Here she broke down.
"As you ought to be," he finished. "Don't mention it. I'm happy to make your acquaintance. So long," and he politely held out two fingers.
A vague terror seized the little girl. He had arranged everything for her, and yet she had never since her escape felt so paralysed with fear. Her beseeching eyes sought Mrs. Minley's face. The landlady was smiling graciously at her, but the little girl's heart sunk. Quite unknown to herself, she was a sharp reader of character. She was losing her best friend in the fat young man.
"Take me with you," she gasped, suddenly clinging to his hand.
"Can't do that, sissy. I'm going back into the settlements--bad roads, scattered houses. You'd freeze stiff. Better stay here with Mrs. Minley. I'll run up to Ciscasset by and by to see you."
'Tilda Jane drew back in sudden, steely composure. She was ashamed of herself. "I'm crazy," she said, shortly; "you've done enough for me now. I'll take care of your father if he gets mad fifty times a day."
Already she felt a sense of responsibility. She drew herself up with dignity, and in sad, composed silence watched the young man leave the room and the house. When the last faint sound of his sleigh-bells had died away, she gave up her listening attitude, and turned patiently to Mrs. Minley, who was saying with a yawn, "I guess you'd better go to bed."

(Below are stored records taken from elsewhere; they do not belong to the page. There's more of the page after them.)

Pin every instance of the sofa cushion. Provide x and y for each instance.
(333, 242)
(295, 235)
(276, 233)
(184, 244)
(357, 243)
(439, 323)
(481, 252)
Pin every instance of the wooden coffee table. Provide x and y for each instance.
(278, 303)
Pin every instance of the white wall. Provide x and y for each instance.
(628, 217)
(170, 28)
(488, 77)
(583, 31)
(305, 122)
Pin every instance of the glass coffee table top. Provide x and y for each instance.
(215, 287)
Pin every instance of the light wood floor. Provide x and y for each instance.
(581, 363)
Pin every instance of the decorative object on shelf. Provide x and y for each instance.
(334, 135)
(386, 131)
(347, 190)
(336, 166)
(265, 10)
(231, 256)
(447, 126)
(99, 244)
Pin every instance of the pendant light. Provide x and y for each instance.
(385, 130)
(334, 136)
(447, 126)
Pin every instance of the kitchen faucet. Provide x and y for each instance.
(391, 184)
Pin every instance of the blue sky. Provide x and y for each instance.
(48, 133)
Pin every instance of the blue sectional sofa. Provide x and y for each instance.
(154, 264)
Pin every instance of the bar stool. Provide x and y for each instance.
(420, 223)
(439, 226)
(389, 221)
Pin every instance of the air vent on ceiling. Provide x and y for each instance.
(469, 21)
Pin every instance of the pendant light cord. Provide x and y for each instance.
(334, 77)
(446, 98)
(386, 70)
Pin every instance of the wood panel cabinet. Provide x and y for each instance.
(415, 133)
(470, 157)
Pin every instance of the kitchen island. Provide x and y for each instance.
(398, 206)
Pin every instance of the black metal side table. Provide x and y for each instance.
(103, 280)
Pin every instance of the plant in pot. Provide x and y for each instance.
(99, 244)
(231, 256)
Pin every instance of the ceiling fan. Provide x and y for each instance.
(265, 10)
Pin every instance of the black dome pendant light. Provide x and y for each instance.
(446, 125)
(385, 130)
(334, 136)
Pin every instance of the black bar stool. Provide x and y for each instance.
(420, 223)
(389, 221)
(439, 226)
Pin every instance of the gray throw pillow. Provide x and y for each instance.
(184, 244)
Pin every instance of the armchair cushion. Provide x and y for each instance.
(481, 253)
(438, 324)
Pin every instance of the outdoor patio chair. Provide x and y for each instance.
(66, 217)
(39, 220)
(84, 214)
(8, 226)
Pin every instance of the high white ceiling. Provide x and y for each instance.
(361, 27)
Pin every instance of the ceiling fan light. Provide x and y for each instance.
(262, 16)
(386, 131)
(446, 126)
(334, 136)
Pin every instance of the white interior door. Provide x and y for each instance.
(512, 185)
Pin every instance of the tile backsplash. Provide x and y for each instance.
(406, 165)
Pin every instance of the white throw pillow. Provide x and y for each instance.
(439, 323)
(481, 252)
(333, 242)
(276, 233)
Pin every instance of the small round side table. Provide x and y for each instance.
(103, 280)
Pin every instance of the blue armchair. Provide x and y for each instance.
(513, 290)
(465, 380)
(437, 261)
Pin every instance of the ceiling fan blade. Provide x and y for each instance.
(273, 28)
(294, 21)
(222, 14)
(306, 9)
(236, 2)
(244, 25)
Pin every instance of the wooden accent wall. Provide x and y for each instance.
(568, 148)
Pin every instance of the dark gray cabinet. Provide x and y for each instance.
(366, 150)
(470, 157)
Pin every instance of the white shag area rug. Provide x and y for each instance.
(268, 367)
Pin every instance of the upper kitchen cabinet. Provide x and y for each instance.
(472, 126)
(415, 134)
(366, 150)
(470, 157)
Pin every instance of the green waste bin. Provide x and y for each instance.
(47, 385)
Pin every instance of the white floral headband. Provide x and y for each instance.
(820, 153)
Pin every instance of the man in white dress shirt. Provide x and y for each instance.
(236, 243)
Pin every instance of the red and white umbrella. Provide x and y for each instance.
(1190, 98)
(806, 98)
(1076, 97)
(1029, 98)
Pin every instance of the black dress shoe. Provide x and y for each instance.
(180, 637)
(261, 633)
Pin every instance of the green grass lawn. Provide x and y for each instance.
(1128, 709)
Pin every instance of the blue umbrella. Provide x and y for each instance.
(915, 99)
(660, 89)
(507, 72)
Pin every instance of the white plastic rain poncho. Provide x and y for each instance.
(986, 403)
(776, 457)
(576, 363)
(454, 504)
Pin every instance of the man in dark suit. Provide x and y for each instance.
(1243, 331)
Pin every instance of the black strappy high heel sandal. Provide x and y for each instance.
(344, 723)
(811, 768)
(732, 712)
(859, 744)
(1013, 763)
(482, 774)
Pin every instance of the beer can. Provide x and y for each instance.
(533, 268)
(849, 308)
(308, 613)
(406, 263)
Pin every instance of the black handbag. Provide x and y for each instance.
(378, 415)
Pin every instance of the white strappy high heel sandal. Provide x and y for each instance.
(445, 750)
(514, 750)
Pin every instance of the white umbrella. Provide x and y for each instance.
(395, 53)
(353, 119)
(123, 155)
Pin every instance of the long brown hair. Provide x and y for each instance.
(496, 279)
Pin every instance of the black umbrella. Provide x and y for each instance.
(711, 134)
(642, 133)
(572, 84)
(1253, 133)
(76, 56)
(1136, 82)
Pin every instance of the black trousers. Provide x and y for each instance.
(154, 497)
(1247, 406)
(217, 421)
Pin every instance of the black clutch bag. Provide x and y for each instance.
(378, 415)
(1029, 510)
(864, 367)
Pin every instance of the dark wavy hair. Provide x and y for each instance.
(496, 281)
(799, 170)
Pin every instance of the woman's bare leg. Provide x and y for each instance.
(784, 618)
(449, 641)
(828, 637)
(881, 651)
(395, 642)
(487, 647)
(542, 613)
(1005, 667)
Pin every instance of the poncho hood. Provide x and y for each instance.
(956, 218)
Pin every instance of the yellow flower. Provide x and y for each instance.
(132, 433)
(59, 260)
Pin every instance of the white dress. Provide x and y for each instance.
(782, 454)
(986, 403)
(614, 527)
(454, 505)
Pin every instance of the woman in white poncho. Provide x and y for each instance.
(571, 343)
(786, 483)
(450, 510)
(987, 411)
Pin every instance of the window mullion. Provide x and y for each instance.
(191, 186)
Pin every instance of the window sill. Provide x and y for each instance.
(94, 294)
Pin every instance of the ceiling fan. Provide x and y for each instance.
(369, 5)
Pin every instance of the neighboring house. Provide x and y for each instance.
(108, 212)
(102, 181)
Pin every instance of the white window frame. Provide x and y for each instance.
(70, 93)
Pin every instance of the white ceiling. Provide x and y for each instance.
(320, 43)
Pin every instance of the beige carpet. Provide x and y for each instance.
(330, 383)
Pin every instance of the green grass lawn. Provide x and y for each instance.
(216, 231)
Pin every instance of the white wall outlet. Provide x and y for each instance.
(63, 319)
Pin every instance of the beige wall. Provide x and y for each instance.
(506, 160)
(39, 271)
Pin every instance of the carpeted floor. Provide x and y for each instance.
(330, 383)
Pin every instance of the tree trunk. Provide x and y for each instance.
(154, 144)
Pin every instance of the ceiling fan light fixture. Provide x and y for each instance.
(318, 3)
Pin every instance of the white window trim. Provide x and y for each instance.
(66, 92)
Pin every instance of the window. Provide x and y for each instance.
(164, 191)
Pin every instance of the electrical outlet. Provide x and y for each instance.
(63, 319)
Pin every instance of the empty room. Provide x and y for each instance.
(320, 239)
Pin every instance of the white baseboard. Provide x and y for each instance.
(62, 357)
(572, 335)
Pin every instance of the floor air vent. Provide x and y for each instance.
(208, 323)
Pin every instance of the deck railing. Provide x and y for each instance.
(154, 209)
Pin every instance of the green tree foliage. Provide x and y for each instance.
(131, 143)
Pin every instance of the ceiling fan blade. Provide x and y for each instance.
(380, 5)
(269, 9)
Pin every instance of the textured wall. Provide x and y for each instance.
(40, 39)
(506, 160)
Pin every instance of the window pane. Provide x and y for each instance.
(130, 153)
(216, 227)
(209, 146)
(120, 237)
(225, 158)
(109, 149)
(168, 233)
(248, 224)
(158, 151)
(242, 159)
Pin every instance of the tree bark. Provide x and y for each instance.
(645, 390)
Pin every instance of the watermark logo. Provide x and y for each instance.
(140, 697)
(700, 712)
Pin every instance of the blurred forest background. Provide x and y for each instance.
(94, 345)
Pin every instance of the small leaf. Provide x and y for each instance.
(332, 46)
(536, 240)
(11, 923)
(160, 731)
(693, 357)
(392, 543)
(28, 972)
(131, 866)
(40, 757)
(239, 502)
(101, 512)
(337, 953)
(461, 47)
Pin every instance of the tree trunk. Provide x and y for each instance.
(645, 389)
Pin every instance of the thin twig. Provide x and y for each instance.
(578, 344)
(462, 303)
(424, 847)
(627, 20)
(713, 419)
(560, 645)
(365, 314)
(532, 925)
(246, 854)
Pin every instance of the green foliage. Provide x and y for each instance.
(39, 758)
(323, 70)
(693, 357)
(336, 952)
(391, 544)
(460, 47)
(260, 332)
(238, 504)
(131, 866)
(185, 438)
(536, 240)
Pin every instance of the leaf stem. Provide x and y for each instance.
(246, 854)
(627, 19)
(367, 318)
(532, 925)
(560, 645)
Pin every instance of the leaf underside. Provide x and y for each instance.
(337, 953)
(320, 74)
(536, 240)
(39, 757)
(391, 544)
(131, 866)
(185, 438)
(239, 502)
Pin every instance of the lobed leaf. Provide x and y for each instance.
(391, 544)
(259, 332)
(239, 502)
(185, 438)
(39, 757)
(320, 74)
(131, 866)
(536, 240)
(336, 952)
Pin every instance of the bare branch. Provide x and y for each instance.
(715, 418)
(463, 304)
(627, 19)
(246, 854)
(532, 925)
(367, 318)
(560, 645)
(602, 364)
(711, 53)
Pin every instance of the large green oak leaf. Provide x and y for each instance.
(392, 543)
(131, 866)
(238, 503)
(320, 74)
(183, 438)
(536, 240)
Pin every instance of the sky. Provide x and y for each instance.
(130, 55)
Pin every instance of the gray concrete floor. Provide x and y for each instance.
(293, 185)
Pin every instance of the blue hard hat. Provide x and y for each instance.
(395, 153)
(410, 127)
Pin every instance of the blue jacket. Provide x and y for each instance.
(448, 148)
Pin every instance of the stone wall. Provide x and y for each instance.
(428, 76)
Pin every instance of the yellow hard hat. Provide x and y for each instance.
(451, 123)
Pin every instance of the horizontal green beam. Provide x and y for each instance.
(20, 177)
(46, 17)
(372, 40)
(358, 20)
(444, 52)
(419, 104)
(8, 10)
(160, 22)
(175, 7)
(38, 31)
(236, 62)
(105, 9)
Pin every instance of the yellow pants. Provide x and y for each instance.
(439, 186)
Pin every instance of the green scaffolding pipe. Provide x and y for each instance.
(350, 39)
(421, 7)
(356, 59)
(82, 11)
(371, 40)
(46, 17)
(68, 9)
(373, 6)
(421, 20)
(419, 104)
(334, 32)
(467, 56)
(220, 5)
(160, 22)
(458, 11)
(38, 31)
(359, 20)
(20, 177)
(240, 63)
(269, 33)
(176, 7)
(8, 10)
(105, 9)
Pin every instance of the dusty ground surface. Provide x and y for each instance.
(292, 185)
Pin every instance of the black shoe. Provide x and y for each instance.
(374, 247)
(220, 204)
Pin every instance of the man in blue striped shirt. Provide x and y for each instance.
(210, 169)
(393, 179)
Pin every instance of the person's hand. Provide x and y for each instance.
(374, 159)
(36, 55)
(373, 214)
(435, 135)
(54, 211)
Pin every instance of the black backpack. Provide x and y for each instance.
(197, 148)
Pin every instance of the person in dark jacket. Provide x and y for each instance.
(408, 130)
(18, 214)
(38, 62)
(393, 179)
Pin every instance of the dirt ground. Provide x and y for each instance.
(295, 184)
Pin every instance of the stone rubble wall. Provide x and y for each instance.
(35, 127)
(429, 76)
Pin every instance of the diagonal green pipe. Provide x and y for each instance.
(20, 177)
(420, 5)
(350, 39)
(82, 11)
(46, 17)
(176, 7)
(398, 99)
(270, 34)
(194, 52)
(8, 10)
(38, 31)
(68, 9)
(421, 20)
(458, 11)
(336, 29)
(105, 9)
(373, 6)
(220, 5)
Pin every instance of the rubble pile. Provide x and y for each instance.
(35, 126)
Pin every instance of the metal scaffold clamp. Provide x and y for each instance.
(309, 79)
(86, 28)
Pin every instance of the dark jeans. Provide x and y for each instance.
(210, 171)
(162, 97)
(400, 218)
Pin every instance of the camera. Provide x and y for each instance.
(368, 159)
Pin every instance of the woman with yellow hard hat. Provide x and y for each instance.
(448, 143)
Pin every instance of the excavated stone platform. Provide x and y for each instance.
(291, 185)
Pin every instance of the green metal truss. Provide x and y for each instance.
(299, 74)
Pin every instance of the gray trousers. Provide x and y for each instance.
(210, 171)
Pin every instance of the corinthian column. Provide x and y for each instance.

'Tilda Jane walked obediently toward her room, and Mrs. Minley, seating herself on a chair in cold curiosity, watched her undress.
When the little girl knelt down to say her prayers, a feeble smile illuminated the woman's face. However, she was still listless and uninterested, until the latter portion of the petition.
"O Lord," 'Tilda Jane was praying earnestly, almost passionately, "forgive me for all this sin an' 'niquity. I just had to run away. I couldn't give up that little dog that thou didst send me. I'll live square as soon as I get takin' care o' that ole man. Bless the matron an' make her forgive me, an' bless all the lady-boards--Mis' Grannis 'specially, 'cause she'll be maddest with me. Keep me from tellin' any more lies. Amen."
When 'Tilda Jane rose from her knees, Mrs. Minley's breath was coming and going quickly, and there was a curious light in her eyes. "Mrs. Grannis, did you say?" she asked, shortly. "Mrs. Grannis, over Beaver Dam way?"
"Yes, ma'am."
"What has she got to do with the asylum?"
"She's the fust lady-board. She sits behind the table an' pounds the hammer."
"And she'll be maddest with you?"
"Yes, ma'am. She says children has too much liberties."
"Hurry into bed," said Mrs. Minley, briefly, and taking up the lamp, and without a word of farewell, she disappeared from the room.
'Tilda Jane cowered down between the cold sheets. Then she stretched out a hand to touch the precious bundle on the chair by her bed. And then she tried to go to sleep, but sleep would not come.